My "kids" are older(17&24),I wouldn't pander to anyones needs at this point.The 24 year old is in his 3rd year of law school,he'll take the bar in the spring and he wants to move out with a friend.My 17 will be off to college Fall 12,so we will be empty nesters...should be interesting!As long as everyone is happy and healthy nothing about my future worries me...
This is a tough subject for me. I would say the children I'm not stating that you have to spoil them but they need thier parent's & more like always will to some extent. My mom pushed me away when I was a child & it's something I'll never get over. Talking to someone about it doesn't work so don't go there. A parent's love is supposed to unconditional even more so then your spouses. In my opnion you choose your children before you choose your spouse.
So the vows you chose to take with your spouse "forsaking all others" doesn't apply? As I said earlier parenting is a team endeavor. So once you've provided your child's need for shelter, food, clothing, and nurturing I get the impression that some of you think that isn't enough.
So the vows you chose to take with your spouse "forsaking all others" doesn't apply? As I said earlier parenting is a team endeavor. So once you've provided your child's need for shelter, food, clothing, and nurturing I get the impression that some of you think that isn't enough.
Does that mean forsaking your children? Sorry daddy/mom & I want to go out & we can't afford time to play/help you with your homework,etc. Great parenting!
So the vows you chose to take with your spouse "forsaking all others" doesn't apply? As I said earlier parenting is a team endeavor. So once you've provided your child's need for shelter, food, clothing, and nurturing I get the impression that some of you think that isn't enough.
If you read the above post and really see the damage that is done when a childs emotional needs are not met,I think you would better understand where I am coming from. As far as "forsaking all others" I never thought that applied to your own children?
If you read the above post and really see the damage that is done when a childs emotional needs are not met,I think you would better understand where I am coming from. As far as "forsaking all others" I never thought that applied to your own children?
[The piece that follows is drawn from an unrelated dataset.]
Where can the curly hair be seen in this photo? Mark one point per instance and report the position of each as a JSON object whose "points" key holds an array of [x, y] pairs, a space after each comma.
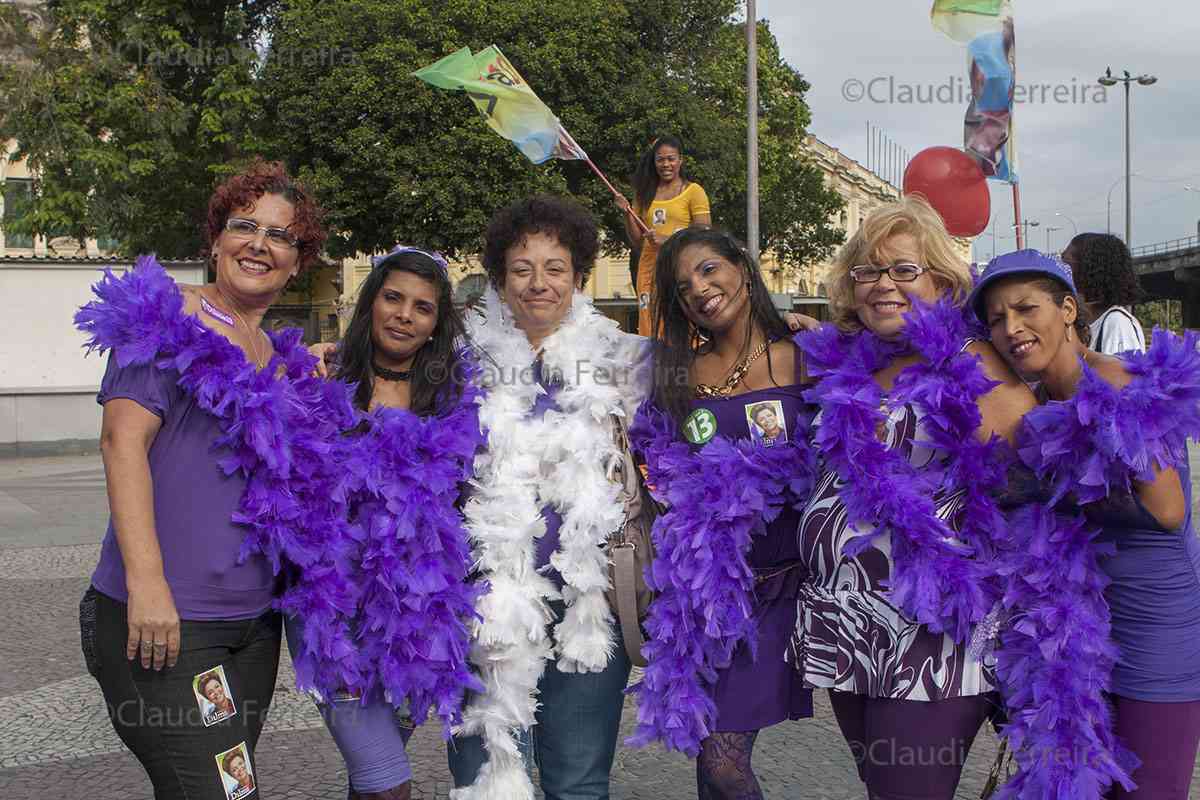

Do you take a wedding vow to your child?
There are some to clearly take child raising beyond something unhealthy.
I'd say wife first,
Because kids will always make it high on the priority list no matter what, but if the marriage starts taking too many beatings without enough good stuff happening it will break, and the kids will be worse off too. Besides I believe a lot of kids today got too much attention from home to see the rest of the world objectively.